Kurttepe’ye Park, Öğrenciye Yurt
Manşet Haber 15.02.2014 13:54:16 0

Kurttepe’ye Park, Öğrenciye Yurt

Kurttepe’ye Park, Öğrenciye Yurt

soner_adanaHer yerde “Mazbatasız başkan” diye karşılanan CHP Çukurova Belediye Başkan adayı Soner Çetin, Kurttepe’ye “park”, üniversiteli öğrencilere de yurt yapma sözü verdi. Çetin, “Yeri hazır, parası tamam, bir tek kuruş belediyenin kasasından çıkmayacak” diye konuştu.
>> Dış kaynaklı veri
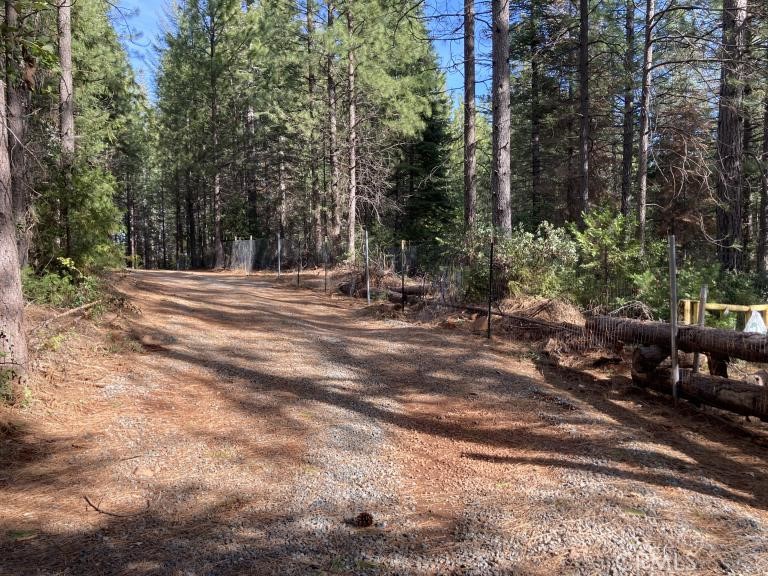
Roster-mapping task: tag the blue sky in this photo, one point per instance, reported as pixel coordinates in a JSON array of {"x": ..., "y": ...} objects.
[{"x": 140, "y": 23}]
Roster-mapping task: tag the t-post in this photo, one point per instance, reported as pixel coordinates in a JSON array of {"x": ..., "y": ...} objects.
[
  {"x": 675, "y": 371},
  {"x": 367, "y": 270},
  {"x": 325, "y": 263},
  {"x": 402, "y": 272},
  {"x": 490, "y": 286}
]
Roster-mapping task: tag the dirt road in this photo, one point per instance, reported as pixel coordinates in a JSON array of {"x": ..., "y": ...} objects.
[{"x": 236, "y": 425}]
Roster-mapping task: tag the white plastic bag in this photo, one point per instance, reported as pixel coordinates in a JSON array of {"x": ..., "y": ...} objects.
[{"x": 755, "y": 323}]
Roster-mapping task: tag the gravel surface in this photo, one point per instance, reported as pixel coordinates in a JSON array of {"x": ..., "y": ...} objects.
[{"x": 238, "y": 426}]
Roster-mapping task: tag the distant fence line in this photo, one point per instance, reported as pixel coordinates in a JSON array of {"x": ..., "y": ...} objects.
[{"x": 430, "y": 277}]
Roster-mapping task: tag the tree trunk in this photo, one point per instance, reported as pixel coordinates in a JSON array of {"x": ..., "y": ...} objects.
[
  {"x": 730, "y": 136},
  {"x": 535, "y": 113},
  {"x": 192, "y": 243},
  {"x": 163, "y": 236},
  {"x": 252, "y": 210},
  {"x": 736, "y": 396},
  {"x": 584, "y": 124},
  {"x": 352, "y": 129},
  {"x": 470, "y": 137},
  {"x": 218, "y": 245},
  {"x": 645, "y": 122},
  {"x": 745, "y": 345},
  {"x": 281, "y": 187},
  {"x": 66, "y": 112},
  {"x": 333, "y": 145},
  {"x": 500, "y": 182},
  {"x": 762, "y": 241},
  {"x": 17, "y": 104},
  {"x": 130, "y": 235},
  {"x": 179, "y": 231},
  {"x": 13, "y": 343},
  {"x": 314, "y": 177},
  {"x": 629, "y": 116}
]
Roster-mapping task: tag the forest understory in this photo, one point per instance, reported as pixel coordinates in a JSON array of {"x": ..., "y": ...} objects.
[{"x": 223, "y": 424}]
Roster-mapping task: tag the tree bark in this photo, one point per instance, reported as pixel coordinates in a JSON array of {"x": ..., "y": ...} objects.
[
  {"x": 743, "y": 398},
  {"x": 745, "y": 345},
  {"x": 730, "y": 136},
  {"x": 629, "y": 116},
  {"x": 192, "y": 243},
  {"x": 17, "y": 105},
  {"x": 470, "y": 136},
  {"x": 645, "y": 122},
  {"x": 535, "y": 113},
  {"x": 314, "y": 177},
  {"x": 352, "y": 135},
  {"x": 500, "y": 182},
  {"x": 333, "y": 144},
  {"x": 66, "y": 111},
  {"x": 762, "y": 241},
  {"x": 218, "y": 245},
  {"x": 584, "y": 120},
  {"x": 13, "y": 343}
]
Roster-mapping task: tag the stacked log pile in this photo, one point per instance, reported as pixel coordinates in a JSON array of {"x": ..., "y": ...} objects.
[{"x": 652, "y": 340}]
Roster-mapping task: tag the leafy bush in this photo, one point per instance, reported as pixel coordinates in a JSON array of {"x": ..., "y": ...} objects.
[
  {"x": 63, "y": 287},
  {"x": 537, "y": 263}
]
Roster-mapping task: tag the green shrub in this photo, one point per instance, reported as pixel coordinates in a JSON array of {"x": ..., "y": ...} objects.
[
  {"x": 537, "y": 263},
  {"x": 64, "y": 286}
]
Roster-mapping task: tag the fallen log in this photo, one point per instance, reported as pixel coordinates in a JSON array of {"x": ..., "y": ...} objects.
[
  {"x": 724, "y": 343},
  {"x": 382, "y": 294},
  {"x": 736, "y": 396}
]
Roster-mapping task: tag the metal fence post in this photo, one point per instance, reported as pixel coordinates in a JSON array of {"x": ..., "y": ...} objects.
[
  {"x": 325, "y": 263},
  {"x": 490, "y": 286},
  {"x": 675, "y": 372},
  {"x": 402, "y": 272},
  {"x": 367, "y": 270},
  {"x": 703, "y": 295}
]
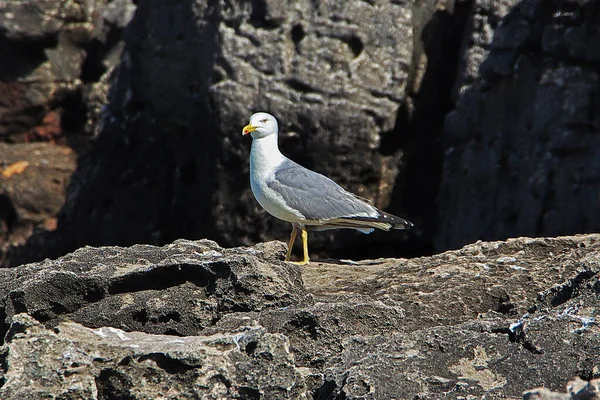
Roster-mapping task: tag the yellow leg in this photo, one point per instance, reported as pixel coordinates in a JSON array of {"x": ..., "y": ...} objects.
[
  {"x": 304, "y": 247},
  {"x": 288, "y": 256}
]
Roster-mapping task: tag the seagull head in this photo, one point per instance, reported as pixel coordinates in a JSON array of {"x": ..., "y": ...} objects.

CHP Çukurova Belediye Başkan adayı Av. Soner Çetin, Kurttepe Mahallesi’nde düzenlenen sokak arası toplantısında çocuk parkı yapma sözü verdi. Mustafa Kütük adlı bir yurttaşın “Evimin önü imar planında yeşil alan ve park olarak gözüküyor. En yakın park iki kilometre uzakta. Buraya park mümkün olabilir mi?” diye ricada bulundu. Çetin de mahallelerinin önünde “Seçildikten sonra ilk işlerimizden biri bu sorunu çözmek olacak. Eğer o arsa yeşil alansa en kısa sürede parkınızı yapıp çocuklara hediye edeceğiz, hiç merak etmeyin” diye konuştu.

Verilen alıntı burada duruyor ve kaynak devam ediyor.